It may sound cliché, but the survival of our nation’s better angels depends on the fire of youth. Still, older generations offer a lived experience that younger ones often overlook, and not always unfairly. Baby Boomers, Generation X, Millennials, Gen Z, and now the rising Gen Alpha live in a tangle of contradictions that don’t fit neatly into boxes, no matter how many think pieces try.
Each generation thinks in its own key, shaped by the paradigms of its time. The ideas that guided one cohort often seem outdated or alien to the next. That divide only begins to soften through shared storytelling, historical excavation, and a mutual reverence for change, even when that change is hard to stomach.
I remain fascinated by the power of generational experience. Take the classic “Boomer, please” retort. It’s a tidy little package of resentment and eye roll. A jab at a generation raised in a country flush with postwar wealth and high on its own potential, where eradicating poverty didn’t seem like a pipe dream but a reasonable policy goal. That wide-eyed Americana optimism helped inspire movements for social justice and emotional growth. But the same generation also helped pave the road to today’s bloated inequality, often blinded by its own self-mythology and addiction to upward mobility.
Meanwhile, younger generations, like late Millennials and Gen Z, especially, feel little obligation to honor the norms their parents accepted as gospel. The hustle culture that burned out Boomers now looks like a cautionary tale. So does the tolerance for mental health neglect, war-as-default foreign policy, and the endless erosion of the social contract. We were raised in an information flood (access to knowledge our elders could only dream of), and with that comes a sharp eye for hypocrisy, even in the so-called intellectual heavyweights.
And yet, for all the connection, we live in an era of profound social isolation. The record store, the bookstore, the arcade. These third places of old are giving way to scrollable solitude. We can message across the planet in a heartbeat, but still feel stuck in a room alone, trying to decode someone’s feelings through a string of emojis.
This isn’t a judgment, it’s a reality, not for all, but for many.

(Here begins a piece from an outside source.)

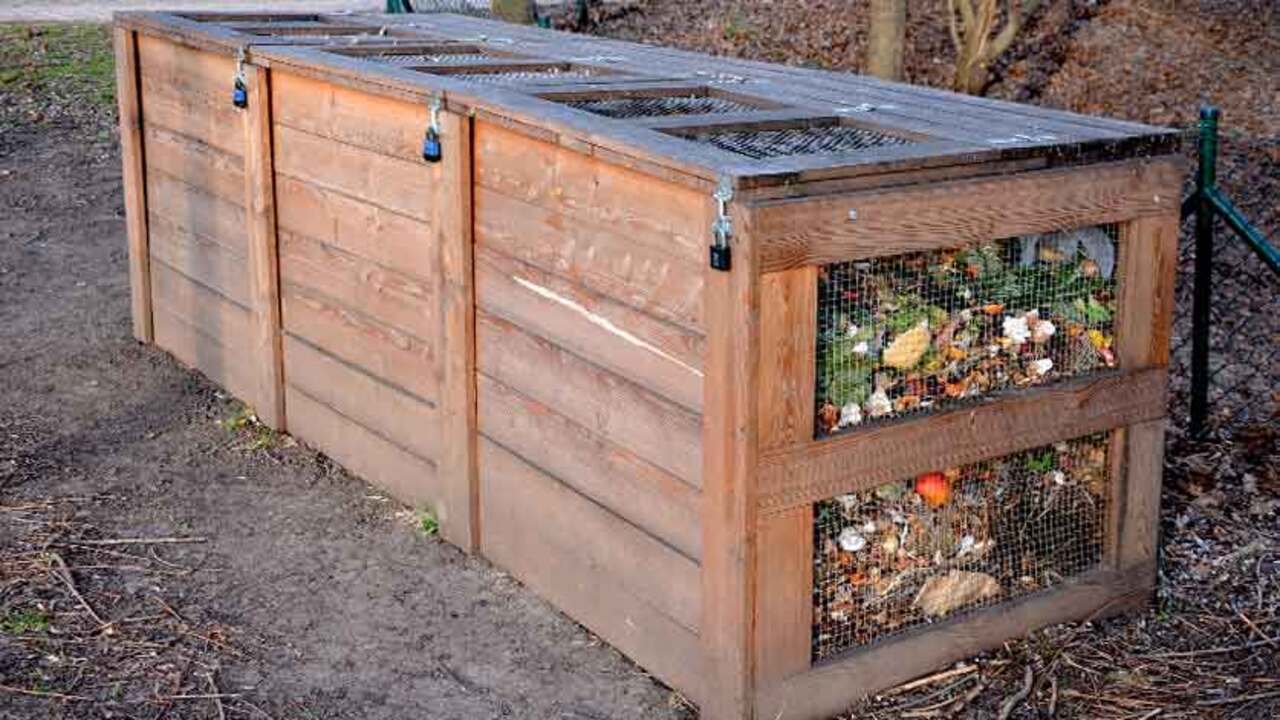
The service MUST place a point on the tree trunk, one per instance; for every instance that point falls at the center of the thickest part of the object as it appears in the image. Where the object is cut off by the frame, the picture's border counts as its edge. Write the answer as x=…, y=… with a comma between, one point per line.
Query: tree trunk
x=886, y=39
x=513, y=10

The most revealing part of studying generational dynamics is this: we’re wired to critique the excesses of the past while romanticizing our own. My generation (born in 1994) and those younger often call out our elders for voting away the safety net, cosigning endless war, and letting segregation slink back in through silence and zoning laws. However, we also tend to overlook the traumas that shaped them, such as growing up under the stern gaze of the Silent and G.I. generations, whose parenting playbook borrowed heavily from the military-industrial complex.
Imagine being raised by people who lived through the Depression, fought in the Second World War, and then had to explain why a world that once celebrated Civil War veterans now delivered instant TV, supersonic jets, and a Big Mac in under five minutes. The pace of change was blinding. So were the flashbangs from police riots and COINTELPRO surveillance. Sometimes retreating into private wealth wasn’t selfishness; it was a form of shell shock.
That doesn’t excuse the harm. But it does complicate the story.
To reflect on generational difference is to sit with tension; it’s beautiful, scary, and humbling. It’s precisely the mindset for a sleepy July evening, when the air is thick with time and old radio songs.
May we all age with grace, and remember: the past doesn’t disappear — it echoes.
Happy Hump Day.
An another excellent essay Stew. I was 17 when the last civil war veteran died. As an infant I was rocked to sleep by a great grandmother who herself was only an infant when her father in barefeet Marched up the dirt road to join Bells (37th regiment) only to die at Camp Hope (renamed Nelson which the troops called Camp Death, some 75 days later, and he is buried in a mass grave on the side of a hill along with 1,500 other lads who joined the 9th Arkansas and 10th Texas in a fit of patriotic fervor. A great uncle was wounded in Corinth and died in a confederate hospital. Illiterate farmers, both of them, but like all of their time, subject to the propaganda emanating from press and pulpit. The call to arms to preserve the finances and social status of their "betters"
Thom Hartmann has talked about the 80 year interregnum, and I think it comes from a book.
It seems that it take 80 years before the muscle memory of the last great war or social dislocation took place. for the living memory passes on, and what do the elders know, befuddled old folks, with Alzheimers, failing memories, dementia.
Good riddance to the non productive drain on society and the taxpayer, time to reinvent the wheel, and reinventing the wheel is exactly what is going on, but first the job of burning it into ashes is not yet complete, but Trump and the Heritage foundation are working on it.
It is a totally new world that you will be living in Stew, me,well I'm on my way out, I can say this though, I have survived the very best of times this nation has ever seen, in particular I survived Vietnam whereas the rest of my team didn't
I am pretty sure that you aren't Gen Z, my guess is Gen Y, but you and they and Gen X are going to have to live with the world you have created, when you all cast your ballot for Trump is decided not to vote or voted for a third party.
As I have been told, you made your bed now sleep in it.
There was a time I wanted to be immortal, but not I see that mortality is a blessing.
A great article stew, with which I agree, no criticism just adding my own thoughts and observations.
This was such a good write up! I enjoyed reading it.